This sounds like a classic race condition for OpenGL-based compositors: the X server sends Damage extension events as soon as it has queued rendering that will result in a change to pixels on the screen. However, it does not wait for that rendering to actually finish before sending the event.
If a compositor receives a Damage event and responds by sending rendering requests (e.g. using the XRender extension) back to the X server, then ordering on the GPU is guaranteed: the rendering that triggered the Damage event will happen before the rendering requested by the compositor. However, if the compositor is using direct rendering (e.g. GLX, EGL, or Vulkan) then there is no ordering guarantee: the rendering requested by the compositor can happen immediately, including reading from the window that the X server is about to render into.

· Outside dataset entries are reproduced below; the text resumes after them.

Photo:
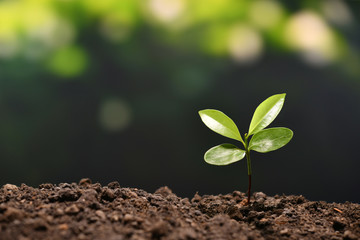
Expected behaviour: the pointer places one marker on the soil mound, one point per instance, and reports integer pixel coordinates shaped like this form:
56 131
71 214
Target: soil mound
91 211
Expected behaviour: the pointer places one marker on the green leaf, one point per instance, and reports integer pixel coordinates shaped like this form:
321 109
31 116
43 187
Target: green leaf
220 123
266 112
224 154
270 139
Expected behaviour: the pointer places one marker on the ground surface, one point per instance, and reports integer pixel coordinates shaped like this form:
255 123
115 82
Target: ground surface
92 211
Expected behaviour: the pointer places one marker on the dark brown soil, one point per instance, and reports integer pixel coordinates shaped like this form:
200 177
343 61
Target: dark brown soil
90 211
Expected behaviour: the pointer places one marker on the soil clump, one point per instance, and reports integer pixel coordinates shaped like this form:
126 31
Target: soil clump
91 211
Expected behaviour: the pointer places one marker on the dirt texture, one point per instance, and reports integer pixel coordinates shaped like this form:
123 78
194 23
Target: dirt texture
92 211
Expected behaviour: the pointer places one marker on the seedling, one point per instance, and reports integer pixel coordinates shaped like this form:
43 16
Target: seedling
262 140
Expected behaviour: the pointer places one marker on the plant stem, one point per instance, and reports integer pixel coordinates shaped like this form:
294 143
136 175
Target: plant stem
249 173
248 164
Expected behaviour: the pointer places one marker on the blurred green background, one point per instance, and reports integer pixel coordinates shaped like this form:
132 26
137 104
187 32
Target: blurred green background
110 90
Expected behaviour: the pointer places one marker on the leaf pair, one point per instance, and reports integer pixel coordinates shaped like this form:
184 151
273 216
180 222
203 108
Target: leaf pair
263 140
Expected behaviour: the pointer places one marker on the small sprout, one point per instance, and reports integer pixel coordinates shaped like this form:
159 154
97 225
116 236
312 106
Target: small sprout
262 140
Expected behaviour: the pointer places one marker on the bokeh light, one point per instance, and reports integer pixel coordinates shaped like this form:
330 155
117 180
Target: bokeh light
83 80
307 32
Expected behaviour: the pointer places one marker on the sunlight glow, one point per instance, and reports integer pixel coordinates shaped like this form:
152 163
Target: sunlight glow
309 33
245 44
337 11
265 14
166 11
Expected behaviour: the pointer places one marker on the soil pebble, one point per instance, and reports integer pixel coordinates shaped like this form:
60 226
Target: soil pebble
90 211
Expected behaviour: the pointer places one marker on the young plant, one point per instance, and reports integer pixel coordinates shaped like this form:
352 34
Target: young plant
262 140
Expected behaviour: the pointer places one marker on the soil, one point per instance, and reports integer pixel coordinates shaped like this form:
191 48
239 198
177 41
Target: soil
92 211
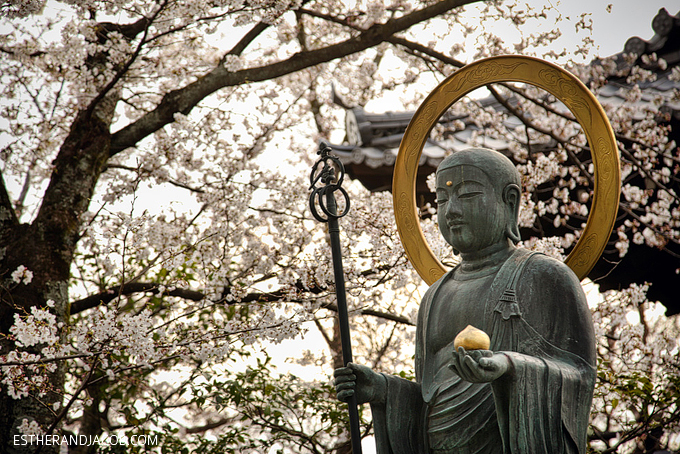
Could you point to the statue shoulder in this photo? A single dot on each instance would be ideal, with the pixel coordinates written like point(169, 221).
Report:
point(554, 303)
point(542, 268)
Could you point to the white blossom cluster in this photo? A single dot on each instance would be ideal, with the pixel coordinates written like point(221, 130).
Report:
point(211, 210)
point(638, 356)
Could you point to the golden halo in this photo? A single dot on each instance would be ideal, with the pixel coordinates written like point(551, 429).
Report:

The solution to this is to enforce the correct ordering by creating XSyncFence objects, importing them into OpenGL using the glImportSyncEXT function, and then telling OpenGL to wait for the X server’s rendering work to finish before reading window contents. I took a quick look at the picom source and it doesn’t seem to use these synchronization primitives, although I didn’t dig into the source in depth.
Using fences correctly is a little tricky. Please refer to src/compositor/meta-sync-ring.c in Mutter for an example of how to use and reset fences to fix this problem.
Hmm, that’s a good point. It looks like the code forces that option on whenever it detects NVIDIA, so it’s not surprising that trying to change it didn’t show any effect for the user.
I can’t reproduce the problem here, so I won’t be able to investigate it myself.